Zechariah 8:10 - John Trapp Complete Commentary

Bible Comments

For before these days there was no hire for man, nor any hire for beast; neither [was there any] peace to him that went out or came in because of the affliction: for I set all men every one against his neighbour.

Ver. 10. For before these days] sc. During those forty and four years, wherein they ceased from the work, minding only their own houses and managing their own affairs, their labour was unprofitable, their state unquiet through foreign foragers and homebred malcontents.

There was no hire for man, nor any hire for beast] Nulla emoluments laborum. Both man and beast did their parts, but to little purpose.

Ludit qui sterili semina mandat humo ”(Ovid).

They sowed much, and brought in little; they earned money, but put it into a bottomless bag, Haggai 1:6; See Trapp on " Heb 1:6 " the gains did not countervail the pains, the wages the work.

Neither was there any peace to him that went out or came in] Whether a man were within doors or without, he was in danger of the enemy (see the like 2Ch 15:5), he did eat the bread of his soul in the peril of his life, being wholly at the enemy's mercy, which is mere cruelty. "For if a man find his enemy, will he let him go away?" said Saul, 1 Samuel 24:19; I think not, till he have his pennyworth of him; as that monster of Milan, as the bloody Papists in the massacre of Paris, as the merciless Spaniards on the harmless Indians (50,000,000 of whom they have murdered in 42 years, as Acosta, the Jesuit, testifieth), as Ptolemy Lathurus, King of Egypt, on these poor Jews, 30,000 of whom he cruelly killed, and compelled the living to feed upon the flesh of the dead; and, lastly, as the Jews themselves, of whom Tacitus takes notice, and gives them this character, that there was misericordia in promptu apud suos, sed contra omnes alios hostile odium, that they were kind enough to their own, but cruel to all others, whom they look upon as idolaters, and therefore think they may safely kill, as they did the Cyprians and Cyrenians in Trajan's time to the number of 240,000; and as they still do Christians where they can without danger of being discovered; whom also they curse in their daily prayers with a Maledic Domine Nazaraeis; and by whom they are everywhere so contemned and hated, that they are exiled out of the world, cast out of many countries, and where they are suffered (as in Turkey) they are at every Easter in danger of death. For Biddulph telleth us that if they stir out of doors between Maundy Thursday at noon and Easter eve at night, the Christians among whom they dwell will stone them; because at that time they crucified our Saviour, derided and buffeted him.

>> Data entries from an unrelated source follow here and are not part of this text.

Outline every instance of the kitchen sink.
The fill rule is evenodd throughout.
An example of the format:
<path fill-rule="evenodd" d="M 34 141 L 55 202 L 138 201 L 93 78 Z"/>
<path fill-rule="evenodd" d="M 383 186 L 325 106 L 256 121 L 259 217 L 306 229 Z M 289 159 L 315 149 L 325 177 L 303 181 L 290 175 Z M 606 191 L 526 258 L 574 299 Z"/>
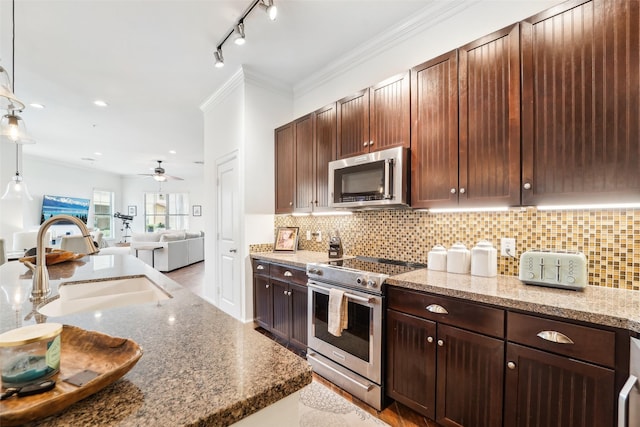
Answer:
<path fill-rule="evenodd" d="M 146 276 L 63 283 L 58 294 L 59 297 L 38 308 L 38 312 L 57 317 L 172 298 Z"/>

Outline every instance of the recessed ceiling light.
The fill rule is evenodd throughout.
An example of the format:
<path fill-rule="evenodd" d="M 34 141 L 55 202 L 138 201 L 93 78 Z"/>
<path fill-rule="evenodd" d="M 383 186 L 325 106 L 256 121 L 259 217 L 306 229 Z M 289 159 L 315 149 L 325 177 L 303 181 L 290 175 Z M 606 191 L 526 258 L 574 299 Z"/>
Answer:
<path fill-rule="evenodd" d="M 95 101 L 93 101 L 93 103 L 94 103 L 95 105 L 97 105 L 98 107 L 106 107 L 106 106 L 108 106 L 108 105 L 109 105 L 109 104 L 107 104 L 106 102 L 104 102 L 104 101 L 103 101 L 103 100 L 101 100 L 101 99 L 96 99 Z"/>
<path fill-rule="evenodd" d="M 91 157 L 82 157 L 80 158 L 80 160 L 84 160 L 85 162 L 95 162 L 96 159 L 93 159 Z"/>
<path fill-rule="evenodd" d="M 31 104 L 29 104 L 31 107 L 33 108 L 37 108 L 39 110 L 42 110 L 44 108 L 44 105 L 42 104 L 38 104 L 37 102 L 32 102 Z"/>
<path fill-rule="evenodd" d="M 176 150 L 169 150 L 169 154 L 176 154 Z"/>
<path fill-rule="evenodd" d="M 202 160 L 196 160 L 193 163 L 195 163 L 196 165 L 204 165 L 204 161 L 202 161 Z"/>
<path fill-rule="evenodd" d="M 99 152 L 99 151 L 96 151 L 96 152 L 95 152 L 95 153 L 93 153 L 93 154 L 95 154 L 96 156 L 102 156 L 102 153 L 101 153 L 101 152 Z"/>

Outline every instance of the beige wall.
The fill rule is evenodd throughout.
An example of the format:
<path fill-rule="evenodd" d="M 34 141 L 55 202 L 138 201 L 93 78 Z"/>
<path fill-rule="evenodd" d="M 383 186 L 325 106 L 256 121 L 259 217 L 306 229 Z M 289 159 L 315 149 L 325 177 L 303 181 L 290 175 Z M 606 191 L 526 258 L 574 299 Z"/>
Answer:
<path fill-rule="evenodd" d="M 339 230 L 345 253 L 426 263 L 429 249 L 462 242 L 468 248 L 486 239 L 500 248 L 515 237 L 518 256 L 527 249 L 583 252 L 589 283 L 640 290 L 640 209 L 490 213 L 428 213 L 412 210 L 356 212 L 351 216 L 278 215 L 275 227 L 300 227 L 300 249 L 326 251 Z M 307 230 L 322 231 L 322 243 L 307 241 Z M 263 245 L 259 249 L 265 250 Z M 518 260 L 498 256 L 498 273 L 518 275 Z"/>

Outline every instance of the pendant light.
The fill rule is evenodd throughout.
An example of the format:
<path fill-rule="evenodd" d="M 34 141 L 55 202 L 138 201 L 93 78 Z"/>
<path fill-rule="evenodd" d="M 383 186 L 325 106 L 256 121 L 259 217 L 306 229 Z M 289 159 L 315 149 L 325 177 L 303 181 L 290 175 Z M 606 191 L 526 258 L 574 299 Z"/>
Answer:
<path fill-rule="evenodd" d="M 13 93 L 9 73 L 0 66 L 0 110 L 22 110 L 24 103 Z"/>
<path fill-rule="evenodd" d="M 31 194 L 29 194 L 29 189 L 27 188 L 27 184 L 22 181 L 22 176 L 20 175 L 20 168 L 18 162 L 18 149 L 20 147 L 16 144 L 16 174 L 11 178 L 11 181 L 7 184 L 7 189 L 0 197 L 0 200 L 33 200 Z"/>
<path fill-rule="evenodd" d="M 14 144 L 33 144 L 35 141 L 27 133 L 26 126 L 22 117 L 16 114 L 16 111 L 22 111 L 25 106 L 24 103 L 18 101 L 15 97 L 16 91 L 16 2 L 13 0 L 12 4 L 12 45 L 11 45 L 11 67 L 13 74 L 13 84 L 9 89 L 9 76 L 4 68 L 0 67 L 0 99 L 7 100 L 8 114 L 5 114 L 0 119 L 0 139 Z M 6 78 L 3 77 L 6 75 Z M 5 87 L 5 85 L 7 85 Z M 2 102 L 4 105 L 4 101 Z"/>

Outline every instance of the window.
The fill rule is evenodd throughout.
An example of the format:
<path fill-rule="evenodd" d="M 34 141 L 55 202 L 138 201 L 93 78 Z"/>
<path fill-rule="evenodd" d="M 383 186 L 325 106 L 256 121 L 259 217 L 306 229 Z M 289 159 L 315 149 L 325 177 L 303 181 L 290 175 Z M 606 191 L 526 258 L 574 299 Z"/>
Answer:
<path fill-rule="evenodd" d="M 188 193 L 145 193 L 144 218 L 146 231 L 158 229 L 189 229 Z"/>
<path fill-rule="evenodd" d="M 102 231 L 104 238 L 113 237 L 113 193 L 93 190 L 93 227 Z"/>

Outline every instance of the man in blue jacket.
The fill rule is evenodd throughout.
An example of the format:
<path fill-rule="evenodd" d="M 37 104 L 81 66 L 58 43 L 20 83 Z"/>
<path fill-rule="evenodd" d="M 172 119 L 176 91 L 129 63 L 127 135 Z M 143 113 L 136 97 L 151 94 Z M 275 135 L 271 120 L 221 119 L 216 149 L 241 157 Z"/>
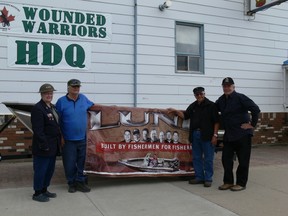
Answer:
<path fill-rule="evenodd" d="M 59 98 L 56 108 L 64 138 L 62 159 L 69 186 L 68 192 L 90 192 L 84 175 L 86 158 L 87 111 L 94 105 L 80 94 L 81 82 L 71 79 L 67 83 L 68 93 Z"/>
<path fill-rule="evenodd" d="M 246 95 L 235 91 L 234 80 L 231 77 L 223 79 L 222 88 L 224 94 L 216 101 L 225 130 L 222 152 L 224 184 L 219 186 L 219 190 L 241 191 L 246 188 L 248 181 L 251 139 L 260 109 Z M 251 112 L 251 117 L 248 111 Z M 234 185 L 233 175 L 234 153 L 239 162 L 236 185 Z"/>

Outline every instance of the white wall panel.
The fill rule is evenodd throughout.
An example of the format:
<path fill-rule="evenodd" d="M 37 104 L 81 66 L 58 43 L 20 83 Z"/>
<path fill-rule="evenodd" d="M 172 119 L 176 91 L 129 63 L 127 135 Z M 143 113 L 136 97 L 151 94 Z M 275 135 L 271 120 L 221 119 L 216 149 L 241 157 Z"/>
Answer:
<path fill-rule="evenodd" d="M 7 66 L 8 35 L 0 32 L 0 102 L 38 101 L 35 91 L 43 82 L 55 86 L 57 98 L 66 92 L 68 79 L 78 78 L 83 82 L 81 91 L 98 103 L 133 106 L 136 85 L 137 106 L 184 109 L 194 101 L 195 86 L 204 86 L 207 96 L 216 100 L 222 94 L 222 79 L 231 76 L 236 90 L 255 100 L 262 111 L 284 110 L 287 2 L 257 13 L 254 20 L 244 15 L 244 0 L 173 0 L 161 12 L 158 6 L 163 2 L 137 1 L 136 38 L 134 0 L 9 2 L 110 14 L 112 39 L 88 41 L 92 60 L 86 71 L 21 69 Z M 204 25 L 204 74 L 175 72 L 177 21 Z"/>

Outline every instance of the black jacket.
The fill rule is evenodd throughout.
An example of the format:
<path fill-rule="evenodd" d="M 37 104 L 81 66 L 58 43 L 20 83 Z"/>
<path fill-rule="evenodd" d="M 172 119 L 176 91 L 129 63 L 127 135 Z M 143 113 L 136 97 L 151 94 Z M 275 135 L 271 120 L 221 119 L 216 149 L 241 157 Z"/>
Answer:
<path fill-rule="evenodd" d="M 32 108 L 31 123 L 33 130 L 32 154 L 56 156 L 60 150 L 60 128 L 51 108 L 43 100 L 40 100 Z"/>
<path fill-rule="evenodd" d="M 192 142 L 193 133 L 192 119 L 195 118 L 195 115 L 197 115 L 197 118 L 200 118 L 201 139 L 203 141 L 210 141 L 214 134 L 214 125 L 219 122 L 217 107 L 215 103 L 207 98 L 201 103 L 201 113 L 196 112 L 196 106 L 198 106 L 197 100 L 184 111 L 184 119 L 190 119 L 190 142 Z"/>
<path fill-rule="evenodd" d="M 234 91 L 229 97 L 224 94 L 219 97 L 216 105 L 221 112 L 225 141 L 235 141 L 247 134 L 253 135 L 252 129 L 242 129 L 241 124 L 250 122 L 253 127 L 256 126 L 260 109 L 254 101 L 246 95 Z"/>

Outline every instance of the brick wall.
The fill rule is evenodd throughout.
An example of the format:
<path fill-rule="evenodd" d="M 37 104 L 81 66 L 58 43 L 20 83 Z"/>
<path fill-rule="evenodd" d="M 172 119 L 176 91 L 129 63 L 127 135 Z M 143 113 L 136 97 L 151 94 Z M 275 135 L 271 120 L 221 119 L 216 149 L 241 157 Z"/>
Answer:
<path fill-rule="evenodd" d="M 15 118 L 0 133 L 0 154 L 6 156 L 31 156 L 32 133 Z"/>
<path fill-rule="evenodd" d="M 288 144 L 288 113 L 261 113 L 253 145 Z M 14 119 L 0 134 L 2 156 L 31 156 L 32 133 Z"/>
<path fill-rule="evenodd" d="M 261 113 L 253 144 L 288 144 L 288 113 Z"/>

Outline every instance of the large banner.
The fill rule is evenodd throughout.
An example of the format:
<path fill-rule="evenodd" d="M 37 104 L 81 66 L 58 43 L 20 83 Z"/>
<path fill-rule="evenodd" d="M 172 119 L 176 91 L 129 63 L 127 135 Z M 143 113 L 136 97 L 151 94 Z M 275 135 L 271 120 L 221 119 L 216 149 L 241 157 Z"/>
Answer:
<path fill-rule="evenodd" d="M 191 176 L 188 124 L 167 110 L 95 105 L 89 111 L 85 172 Z"/>

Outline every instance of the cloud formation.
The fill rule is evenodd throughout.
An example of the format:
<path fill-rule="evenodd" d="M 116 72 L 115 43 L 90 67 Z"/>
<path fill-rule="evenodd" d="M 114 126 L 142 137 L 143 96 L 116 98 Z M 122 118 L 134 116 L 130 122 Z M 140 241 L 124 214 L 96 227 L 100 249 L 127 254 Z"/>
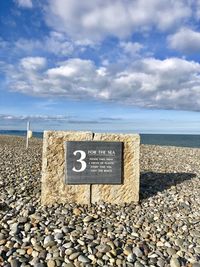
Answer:
<path fill-rule="evenodd" d="M 170 48 L 187 53 L 200 52 L 200 32 L 189 28 L 181 28 L 168 37 Z"/>
<path fill-rule="evenodd" d="M 23 8 L 32 8 L 33 7 L 32 0 L 16 0 L 16 2 L 20 7 L 23 7 Z"/>
<path fill-rule="evenodd" d="M 37 71 L 43 69 L 46 59 L 43 57 L 25 57 L 20 60 L 20 66 L 24 71 Z"/>
<path fill-rule="evenodd" d="M 122 121 L 122 118 L 113 118 L 113 117 L 100 117 L 96 119 L 77 119 L 73 118 L 71 116 L 64 116 L 64 115 L 11 115 L 11 114 L 0 114 L 0 120 L 1 122 L 11 122 L 11 123 L 17 123 L 17 122 L 23 122 L 26 123 L 27 121 L 30 121 L 31 123 L 60 123 L 60 124 L 111 124 L 117 121 Z"/>
<path fill-rule="evenodd" d="M 48 67 L 45 58 L 31 57 L 21 59 L 7 75 L 11 90 L 28 95 L 200 110 L 200 64 L 180 58 L 143 58 L 116 68 L 80 58 Z"/>
<path fill-rule="evenodd" d="M 120 42 L 120 47 L 123 49 L 124 53 L 129 56 L 136 56 L 143 49 L 143 45 L 138 42 Z"/>
<path fill-rule="evenodd" d="M 1 40 L 0 40 L 1 45 Z M 17 51 L 25 53 L 32 53 L 32 51 L 39 51 L 51 53 L 56 56 L 68 56 L 74 51 L 73 44 L 63 33 L 52 31 L 47 36 L 40 40 L 20 38 L 14 44 Z"/>
<path fill-rule="evenodd" d="M 165 31 L 191 16 L 184 0 L 48 0 L 46 22 L 73 40 L 95 42 L 106 36 L 124 38 L 155 27 Z"/>
<path fill-rule="evenodd" d="M 10 115 L 10 114 L 0 114 L 0 120 L 11 120 L 11 121 L 67 121 L 69 117 L 63 115 Z"/>
<path fill-rule="evenodd" d="M 16 21 L 29 13 L 35 34 L 29 38 L 29 26 L 23 24 L 17 40 L 0 38 L 6 89 L 51 99 L 200 110 L 198 57 L 184 59 L 200 50 L 200 32 L 194 30 L 199 1 L 15 3 L 20 7 Z M 33 3 L 33 10 L 21 9 Z M 176 51 L 185 54 L 178 58 Z"/>

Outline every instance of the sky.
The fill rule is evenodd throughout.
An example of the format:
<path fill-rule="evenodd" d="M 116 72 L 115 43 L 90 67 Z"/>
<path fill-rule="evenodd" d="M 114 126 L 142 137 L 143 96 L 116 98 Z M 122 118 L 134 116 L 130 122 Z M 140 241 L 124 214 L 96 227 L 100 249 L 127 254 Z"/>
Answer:
<path fill-rule="evenodd" d="M 1 0 L 0 130 L 200 134 L 199 0 Z"/>

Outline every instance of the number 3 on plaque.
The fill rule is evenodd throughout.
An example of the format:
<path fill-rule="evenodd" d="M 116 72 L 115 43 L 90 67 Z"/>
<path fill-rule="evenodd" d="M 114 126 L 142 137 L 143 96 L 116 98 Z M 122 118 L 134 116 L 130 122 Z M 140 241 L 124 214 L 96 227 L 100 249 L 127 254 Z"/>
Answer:
<path fill-rule="evenodd" d="M 86 164 L 86 162 L 84 161 L 84 159 L 86 158 L 86 153 L 84 152 L 84 151 L 82 151 L 82 150 L 76 150 L 76 151 L 74 151 L 74 156 L 76 156 L 76 154 L 77 153 L 79 153 L 80 155 L 81 155 L 81 157 L 80 157 L 80 159 L 77 159 L 76 161 L 77 162 L 80 162 L 81 163 L 81 168 L 79 169 L 79 170 L 77 170 L 75 167 L 73 167 L 73 171 L 74 172 L 83 172 L 85 169 L 86 169 L 86 167 L 87 167 L 87 164 Z"/>

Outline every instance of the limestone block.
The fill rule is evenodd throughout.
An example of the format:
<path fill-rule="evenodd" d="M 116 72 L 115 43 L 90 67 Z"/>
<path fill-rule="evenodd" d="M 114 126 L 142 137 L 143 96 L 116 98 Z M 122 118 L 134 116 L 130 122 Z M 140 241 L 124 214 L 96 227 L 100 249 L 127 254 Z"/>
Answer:
<path fill-rule="evenodd" d="M 109 202 L 121 204 L 139 200 L 139 148 L 140 137 L 137 134 L 96 133 L 94 141 L 118 141 L 124 143 L 123 184 L 92 185 L 92 203 Z"/>
<path fill-rule="evenodd" d="M 66 141 L 123 142 L 121 185 L 65 184 Z M 139 200 L 139 145 L 137 134 L 100 134 L 92 132 L 47 131 L 43 137 L 42 195 L 43 205 L 105 201 L 113 204 Z"/>
<path fill-rule="evenodd" d="M 43 136 L 43 205 L 54 203 L 90 203 L 90 185 L 67 185 L 65 178 L 65 141 L 90 141 L 92 132 L 45 131 Z"/>

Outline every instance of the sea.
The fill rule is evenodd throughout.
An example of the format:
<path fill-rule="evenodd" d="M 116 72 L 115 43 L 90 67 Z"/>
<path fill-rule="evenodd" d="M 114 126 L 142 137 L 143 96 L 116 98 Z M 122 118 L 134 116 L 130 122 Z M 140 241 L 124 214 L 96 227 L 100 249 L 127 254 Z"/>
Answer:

For I set all men, every one against his neighbour] And I set, emisi or commisi, not permisi or dimisi, as the Vulgate hath it: I set on or sent out, not I let or suffered all men. God's holy hand hath a special stroke in the Church's afflictions, whosoever be the instrument. Herein his all disposing Providence is not only permissive, but active. "I make peace, and create evil," that is, war and contention, Isaiah 45:7; which is called evil by a specialty, as including all evils.

Omega nostrorum Mars est, Mars Alpha malorum.

But is there evil in a city, and I have not done it? Amos 3:6. He (for a punishment) sent an evil spirit of division and discord between Abimelech and the men of Shechem, Judges 9:23, not by instilling any evil motions into their minds, but in a way of just revenge for their treachery and cruelty to Gideon's family. This God doth, 1. By letting loose Satan upon them (that great coal kindler and mischief maker of the world) to raise jealousies, heart burnings, and discontents between them. 2. By giving them up to the lusts and corruptions of their own wicked hearts. 3. By giving occasions of enraging them more and more one against another. And here the wickedness of these factions and fallings out is wholly from their lusts that war in their members, James 4:1, and not at all of God, though his Providence do concur, like as the stench of the dunghill riseth not from the sun, though the sunshine upon it be the occasion of it.

Every one against his neighbour] A sad case, that common misery should not breed unity among them; that necessity had not made them lay down their private enmities; that being vexed so by the common adversary, they should yet vex and tear one another. Blows enough were not dealt by the Samaritans, Ammonites, and other malignants; but their own must add to the violence. Still Satan is thus busy, and Christians are thus malicious; that they must needs fall out by the way home, and give bloody noses, too, sometimes. St James, James 4:1; James 4:7, calls upon such to "resist the devil," that is, their unruly passions of rage and revenge, wherewith the devil empestereth and embroileth their spirits; and, like your cockmasters, sets one to kill another, that at night he may feed upon both.

Zechariah 8:10

10 For before these days there wasd no hire for man, nor any hire for beast; neither was there any peace to him that went out or came in because of the affliction: for I set all men every one against his neighbour.